Investigators

Principal Investigator

Dr Alan Chen-Yu Hsu (Singapore)

Co-Investigators

Dr Jemma Mayall (Australia)
Dr Jay Horvat (Australia)
Dr Kai Sen Tan (Singapore)
Dr Peter Wark (Australia)

Project term

1 January 2024 – 31 December 2025

Project Summary

Background

Iron is essential for many biological processes. To maintain tissue homeostasis, iron levels are tightly regulated by systems that control iron absorption, systemic transport and cellular uptake, storage, and release. Loss of iron homeostasis in either direction leads to cellular dysfunction and pathognomonic changes.
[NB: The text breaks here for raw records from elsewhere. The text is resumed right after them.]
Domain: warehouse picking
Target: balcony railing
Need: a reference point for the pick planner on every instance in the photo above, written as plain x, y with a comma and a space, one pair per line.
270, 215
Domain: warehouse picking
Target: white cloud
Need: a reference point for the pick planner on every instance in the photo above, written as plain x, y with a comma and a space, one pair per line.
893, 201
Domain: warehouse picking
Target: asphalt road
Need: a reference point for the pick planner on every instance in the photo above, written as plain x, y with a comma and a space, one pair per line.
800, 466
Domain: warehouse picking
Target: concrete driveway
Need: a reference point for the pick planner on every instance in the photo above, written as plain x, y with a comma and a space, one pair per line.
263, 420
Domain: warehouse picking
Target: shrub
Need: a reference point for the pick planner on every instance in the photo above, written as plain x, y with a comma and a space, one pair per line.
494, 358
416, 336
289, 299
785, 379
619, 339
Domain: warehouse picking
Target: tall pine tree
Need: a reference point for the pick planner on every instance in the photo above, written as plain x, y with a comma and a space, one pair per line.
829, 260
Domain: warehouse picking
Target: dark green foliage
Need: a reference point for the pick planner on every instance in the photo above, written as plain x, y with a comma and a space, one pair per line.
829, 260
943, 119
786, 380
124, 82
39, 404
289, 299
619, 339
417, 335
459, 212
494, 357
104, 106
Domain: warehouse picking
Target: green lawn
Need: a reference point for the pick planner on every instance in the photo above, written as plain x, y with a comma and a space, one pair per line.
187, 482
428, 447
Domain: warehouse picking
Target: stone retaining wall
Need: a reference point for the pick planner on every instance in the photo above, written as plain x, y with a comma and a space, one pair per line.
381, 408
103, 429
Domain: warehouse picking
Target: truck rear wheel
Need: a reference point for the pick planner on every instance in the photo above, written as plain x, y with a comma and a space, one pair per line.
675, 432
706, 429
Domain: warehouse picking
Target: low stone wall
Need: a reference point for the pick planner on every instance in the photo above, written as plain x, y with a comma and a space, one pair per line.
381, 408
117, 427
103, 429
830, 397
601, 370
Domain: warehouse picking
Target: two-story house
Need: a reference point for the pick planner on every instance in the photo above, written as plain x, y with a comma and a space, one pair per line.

It is well established that, to survive and replicate, pathogenic bacteria have evolved strategies to source host iron and to counter these microbial strategies, host organisms have evolved immune-mediated mechanisms that reduce iron availability to pathogens, particularly at mucosal sites, which are frequently the front line of defence. More recently, links have been reported between iron levels and metabolism and the severity of viral infections. However, it is currently unknown if respiratory viral infections alter iron metabolism, or if altered iron metabolism or availability in the cells and tissues of the respiratory tract directly increase susceptibility to infections or resultant disease.

Innovative approach

By combining new applications of unique tools, interventions, and models, and collaborations with world-leading experts in respiratory immunobiology, iron biology, and respiratory viral infection, this team has established a collaborative research program between Singapore and Australia to:
Investigate how seasonal and potentially pandemic influenza A virus (IAV) infections affect host iron metabolism and whether iron metabolism can be therapeutically targeted for the treatment of both seasonal and potentially pandemic IAV infection and infection-induced disease.
We have collected world-first pilot data to show that influenza A virus (IAV) infection alters iron metabolism in the airways and systemically, and that iron levels and iron-related metabolic processes play a crucial role in host defence, and in determining IAV-induced disease outcomes. We show that iron uptake processes are down-regulated in whole lung and airway epithelial cells (AECs) during IAV infection. Significantly, increased iron levels in AECs increase IAV replication. Most importantly we show that depleting transferrin receptor 1 (TFR1)-mediated cellular iron uptake in the airways reduces viral load and protects against IAV-induced disease in in vivo mouse model of IAV infection.
This APSR Multi-Society Research Project will extend upon these preliminary data to determine, for the first time, how seasonal and potentially pandemic IAV infections affect iron metabolism and validate the efficacy of TFR1-targeting therapies for the treatment of seasonal and potentially pandemic IAV infections and pathology in primary human airway epithelial cells cultured at the air-liquid interface.

Hypotheses

Both seasonal and potentially pandemic IAV infections induce changes in iron metabolism in airways cells. These responses alter iron availability, modulate cell function and play an important role in determining the pathological outcomes of respiratory viral infection. Targeting these processes can be used to treat IAV infections and their devastating effects.
To address these hypotheses, this APSR grant will:
Aim 1. Comprehensively characterise how seasonal and potentially pandemic IAV infections affect iron metabolism in fully differentiated human airway epithelial cells.
Aim 2. Determine if targeting iron metabolism therapeutically, influences host defence and IAV-induced pathology.